Predator has had several sequels over the years. I am quite fond of the urban-set Predator 2 starring Danny Glover and Gary Busey, but it didn’t find favour with Predator fans generally and now appears to have been written out of the continuity.

And then there are the two Alien Versus Predator films which are perplexing to say the least. Sparsely populated with humans, the films instead rely on the supposedly thrilling spectacle of two feebly rendered special effects duking it out for an hour and a half.

There is a fundamental problem with these “wouldn’t it be cool if…” fight stories be it Alien Versus Predator, Batman Versus Judge Dredd or Cloverfield Monsters Versus the bloody Clangers. And the problem is that there can’t ever really be a winner. The status quo will be preserved and the tedious spectacle of the two parties scrapping at feature length is difficult to enjoy for anyone not quite far up the autistic spectrum.

With Predators (2010) the film-makers have junked everything from Predator 2 and the two Alien Versus Predator films and have made a direct sequel to the original. Fair enough. The obvious touchstone here is James Cameron’s Aliens (1986) which successfully inverted the shape of Alien (1979) whilst simultaneously providing a satisfying sequel.

Predators is not quite in this league, but it acquits itself admirably. Produced by the economical and energetic Robert Rodriguez and directed by Nimrod Antal (Kontroll and Vacancy) it avoids the pitfalls of hubris and grandiosity, functioning instead at a down and dirty level.

It was interesting watching this immediately after Inception. The Nolan film makes specific reference to the way that there is no transition time in dreams, that you are just suddenly there. And this follows in the film with scene after scene starting in the middle of the action.

Exactly the same happens in Predators with perhaps one of the most extreme in media res openings I can remember seeing. As the film begins Adrien Brody is plummeting through thin air, unconscious.

He awakens in time to deploy his parachute, and once on the ground realises that there are other people in the same position as he is. There isn’t much cocking around. No-one acts like an idiot and, with gratifying speed, we get to familiar ground. The eight humans are all killers of some sort (Spetnaz guy, Yakuza guy, Special Forces guy, woman guy…). They all come to accept quite quickly that they have been kidnapped, plonked on to an alien planet, and they all get on speedily with the business of being hunted by Predators.
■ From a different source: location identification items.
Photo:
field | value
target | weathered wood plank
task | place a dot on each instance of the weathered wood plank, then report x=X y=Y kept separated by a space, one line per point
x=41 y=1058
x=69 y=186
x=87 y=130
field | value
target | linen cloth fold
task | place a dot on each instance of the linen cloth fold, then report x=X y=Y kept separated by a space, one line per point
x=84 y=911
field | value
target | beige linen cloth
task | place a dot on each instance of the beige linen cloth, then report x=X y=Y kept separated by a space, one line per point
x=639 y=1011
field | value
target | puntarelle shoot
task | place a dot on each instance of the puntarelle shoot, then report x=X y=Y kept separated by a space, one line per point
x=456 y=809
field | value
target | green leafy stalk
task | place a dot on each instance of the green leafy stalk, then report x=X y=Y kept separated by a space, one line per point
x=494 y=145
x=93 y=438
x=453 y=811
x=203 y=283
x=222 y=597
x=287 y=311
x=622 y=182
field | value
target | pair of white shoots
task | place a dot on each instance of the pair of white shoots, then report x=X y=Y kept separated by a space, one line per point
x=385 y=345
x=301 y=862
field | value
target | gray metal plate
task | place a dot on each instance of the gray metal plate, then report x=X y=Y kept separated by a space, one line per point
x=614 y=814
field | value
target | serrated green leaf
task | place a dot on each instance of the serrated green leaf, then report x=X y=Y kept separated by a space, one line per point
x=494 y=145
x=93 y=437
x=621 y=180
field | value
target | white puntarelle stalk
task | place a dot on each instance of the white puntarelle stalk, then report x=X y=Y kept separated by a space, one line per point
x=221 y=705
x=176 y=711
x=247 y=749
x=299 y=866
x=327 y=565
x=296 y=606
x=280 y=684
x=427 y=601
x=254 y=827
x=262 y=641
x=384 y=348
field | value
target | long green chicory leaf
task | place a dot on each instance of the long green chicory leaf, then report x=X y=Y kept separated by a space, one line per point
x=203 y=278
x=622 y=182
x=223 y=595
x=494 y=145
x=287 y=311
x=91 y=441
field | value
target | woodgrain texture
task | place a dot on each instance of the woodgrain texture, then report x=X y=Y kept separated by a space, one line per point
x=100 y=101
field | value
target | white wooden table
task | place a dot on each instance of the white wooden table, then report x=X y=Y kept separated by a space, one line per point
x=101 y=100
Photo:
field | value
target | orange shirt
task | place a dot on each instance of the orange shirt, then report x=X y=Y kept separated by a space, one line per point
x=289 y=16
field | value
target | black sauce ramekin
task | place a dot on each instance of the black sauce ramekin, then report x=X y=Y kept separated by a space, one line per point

It is a little bit by the numbers. Even though the eight characters are all pretty reprehensible the script, nevertheless, establishes an approximate hierarchy of worthiness. This will be familiar to anyone who is a veteran of stalk and slash films, and it will come as no surprise that the characters are then bumped off in order of nastiness.

It is, exactly what it purports to be. If you spend your money expecting a Predator movie then you will not be disappointed.

It is disturbing though how Adrien Brody, once he’s been roughed up a bit, starts looking like a young Jimmy Nail.

Predator Shoes…

***

Doctor Who news.

Everybody stop complaining about Doctor Who’s “inappropriate” sexiness now, please. It was ever thus.

My favourite Doctor was the third. Jon Pertwee’s interpretation happened along just when I was at the right age. And I had such a crush on his assistant Jo Grant (played by Katy Manning) too. There was something just very cheerful and decorous about her.

Katy Manning disarming a Dalek

She’s reprising the role in the next series of The Sarah Jane Adventures y’know.